No, $\Phi(z) = \log \frac{\zeta'(z)}{\zeta(z)}+\log \frac{\chi'(z)}{\chi(z)}$ is the best you can do.
For example $\phi(z) = \log \frac{\zeta'(z)}{\zeta(z)}$ is not a Dirichlet series anymore, so you can't even express in terms of the primes :
$\frac{\zeta'(z)}{\zeta(z)} = -\sum_{n=2}^\infty \Lambda(n) n^{-z} = - 2^{-z}\Lambda(2) \ \sum_{n=2}^\infty \frac{\Lambda(n)}{\Lambda(2)} (n/2)^{-z} = 2^{-z}F(z)$ . For $z$ large enough : $\log F(z) = \sum_{k=1}^\infty \frac{(1-F(z))^k}{k}$ where $F(z)$ and hence $(1-F(z))^k$ are generalized Dirichlet series.

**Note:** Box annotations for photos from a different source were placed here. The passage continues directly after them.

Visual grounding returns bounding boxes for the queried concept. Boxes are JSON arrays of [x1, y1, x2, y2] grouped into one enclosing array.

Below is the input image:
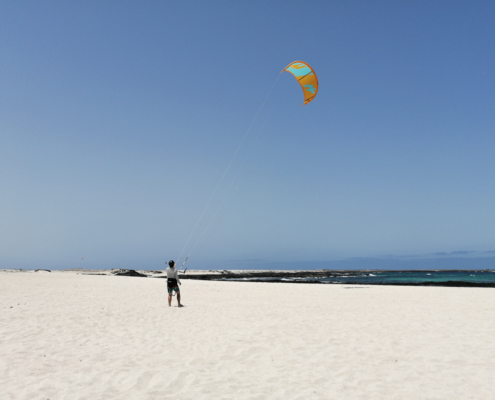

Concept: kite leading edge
[[282, 61, 318, 106]]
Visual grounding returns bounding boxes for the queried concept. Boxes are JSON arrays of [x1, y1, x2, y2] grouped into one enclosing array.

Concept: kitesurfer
[[165, 260, 183, 307]]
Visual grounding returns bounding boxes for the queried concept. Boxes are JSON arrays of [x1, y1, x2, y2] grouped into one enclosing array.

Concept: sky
[[0, 0, 495, 270]]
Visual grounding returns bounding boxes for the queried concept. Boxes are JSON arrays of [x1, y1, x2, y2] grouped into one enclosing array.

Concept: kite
[[282, 61, 318, 106]]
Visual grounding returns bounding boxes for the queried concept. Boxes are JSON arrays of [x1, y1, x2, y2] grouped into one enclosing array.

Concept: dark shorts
[[167, 286, 179, 294]]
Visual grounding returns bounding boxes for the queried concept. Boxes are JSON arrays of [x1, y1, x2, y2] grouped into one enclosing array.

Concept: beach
[[0, 271, 495, 400]]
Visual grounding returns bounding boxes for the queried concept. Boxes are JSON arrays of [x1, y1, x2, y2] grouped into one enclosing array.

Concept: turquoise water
[[318, 270, 495, 284]]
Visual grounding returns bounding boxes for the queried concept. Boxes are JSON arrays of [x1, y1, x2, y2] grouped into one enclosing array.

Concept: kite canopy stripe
[[282, 61, 318, 106]]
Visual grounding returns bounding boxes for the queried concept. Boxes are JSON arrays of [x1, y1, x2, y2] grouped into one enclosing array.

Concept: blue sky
[[0, 0, 495, 269]]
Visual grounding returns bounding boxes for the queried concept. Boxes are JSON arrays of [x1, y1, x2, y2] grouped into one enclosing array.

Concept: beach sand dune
[[0, 271, 495, 400]]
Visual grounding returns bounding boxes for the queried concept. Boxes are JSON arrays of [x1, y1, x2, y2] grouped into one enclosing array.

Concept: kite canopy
[[282, 61, 318, 106]]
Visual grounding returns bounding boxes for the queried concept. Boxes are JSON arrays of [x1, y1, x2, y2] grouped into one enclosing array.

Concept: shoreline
[[0, 268, 495, 288]]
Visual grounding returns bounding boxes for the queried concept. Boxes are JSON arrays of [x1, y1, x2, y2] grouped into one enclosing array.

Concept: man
[[166, 260, 183, 307]]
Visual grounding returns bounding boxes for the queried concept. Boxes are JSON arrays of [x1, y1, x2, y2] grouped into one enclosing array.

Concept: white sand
[[0, 271, 495, 400]]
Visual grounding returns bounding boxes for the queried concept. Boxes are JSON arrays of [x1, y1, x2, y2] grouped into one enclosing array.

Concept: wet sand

But $(1-F(z))^k = \sum_{n=2^k}^\infty a_{n,k}(n/2^k)^{-z}$ so that $\log F(z) = \sum_{k,n} c_{n,k}(n/2^k)^{-z}$ .
But $\{n/2^k\}$ is dense in $\mathbb{Q}_{\ge 1}$ so $\log F(z)$ is not a generalized Dirichlet series : you can't compute its first few coefficients.